Говорила она очень громко и очень быстро и, не дожидаясь вопросов, начала рассказывать о себе. Ошеломленный ее многословием и шумливостью, Кристоф Слушал рассеянно, больше смотрел на нее. Так это его маленькая Минна! Она расцвела, раздобрела, приобрела пышные формы, цвет лица у нее был прекрасный, нежно-розовый, но черты расплылись, особенно крупным и мясистым стал нос. Движения, манеры, жеманство остались прежними, изменились только формы.

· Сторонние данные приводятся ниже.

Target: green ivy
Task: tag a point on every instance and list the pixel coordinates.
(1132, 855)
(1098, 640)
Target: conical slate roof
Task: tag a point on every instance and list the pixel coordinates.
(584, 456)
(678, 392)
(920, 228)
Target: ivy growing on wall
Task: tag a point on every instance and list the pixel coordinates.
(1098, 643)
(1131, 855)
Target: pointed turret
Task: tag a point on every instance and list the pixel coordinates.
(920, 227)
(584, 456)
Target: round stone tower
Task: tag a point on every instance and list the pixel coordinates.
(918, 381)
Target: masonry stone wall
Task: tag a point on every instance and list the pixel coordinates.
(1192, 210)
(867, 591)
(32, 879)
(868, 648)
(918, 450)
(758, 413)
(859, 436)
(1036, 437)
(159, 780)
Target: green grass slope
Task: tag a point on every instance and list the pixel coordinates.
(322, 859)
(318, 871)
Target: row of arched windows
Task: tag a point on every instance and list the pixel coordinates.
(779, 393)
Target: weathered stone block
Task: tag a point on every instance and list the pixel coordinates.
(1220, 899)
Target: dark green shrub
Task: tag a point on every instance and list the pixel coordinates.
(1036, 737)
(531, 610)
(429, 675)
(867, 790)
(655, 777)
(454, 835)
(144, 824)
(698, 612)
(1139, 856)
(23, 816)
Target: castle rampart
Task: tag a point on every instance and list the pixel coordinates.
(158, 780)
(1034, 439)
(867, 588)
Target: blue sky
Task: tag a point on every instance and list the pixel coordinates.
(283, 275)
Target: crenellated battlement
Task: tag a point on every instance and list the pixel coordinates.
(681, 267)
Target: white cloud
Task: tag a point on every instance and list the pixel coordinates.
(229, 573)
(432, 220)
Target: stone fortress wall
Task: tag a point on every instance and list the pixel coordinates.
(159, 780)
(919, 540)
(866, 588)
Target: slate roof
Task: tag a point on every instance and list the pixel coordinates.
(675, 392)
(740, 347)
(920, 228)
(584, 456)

А она тем временем говорила без умолку: рассказывала Кристофу о своем прошлом, самом интимном прошлом, о том, как она влюбилась в своего мужа и как муж влюбился в нее. Кристоф чувствовал себя неловко. Она все видела в розовом свете, безоговорочно считала самыми лучшими, лучше всех других — особенно в присутствии других — свой город, свой дом, свою семью, своего мужа, свою кухню, своих четверых детей и себя самое. При муже она говорила о нем, что «это замечательнейший из людей, каких ей доводилось видеть», что он обладает «сверхчеловеческой силой». «Замечательнейший из людей», смеясь, трепал Минну по щеке и заверял Кристофа, что она «весьма достойная женщина». Господин юстиции- советник, по-видимому, был осведомлен о делах Кристофа и не знал, выказывать ли ему уважение или неуважение, имея в виду, с одной стороны, вынесенный ему приговор, а с другой — высочайшее покровительство; в конце концов он решил избрать нечто среднее. А Минна все говорила. Наговорившись о себе, она заговорила о Кристофе и стала донимать его вопросами столь же интимного характера, как и те ответы, которые она давала на вопросы, не заданные им. Она была в восторге от встречи с Кристофом, о его музыке она понятия не имела, но слыхала, что он стал знаменитостью, и ей было лестно, что он любил ее (и что она ему отказала). Она игривым тоном довольно бестактно напомнила ему об этом и потребовала от него автограф для альбома. Она приставала к нему с расспросами о Париже, проявив столько же любопытства, сколько и презрения к этому городу. Она была убеждена, что знает Париж, потому что побывала в «Фоли Бержер» и в Опере, на Монмартре и в Сен-Клу. С ее точки зрения, все парижанки были кокотки, негодные матери, старались иметь поменьше детей, оставляли их дома без присмотра, а сами бегали по театрам и увеселительным заведениям. Возражений она не терпела. После обеда она пожелала, чтобы Кристоф сыграл на рояле, и похвалила его, но в глубине души не меньше восхищалась игрой мужа.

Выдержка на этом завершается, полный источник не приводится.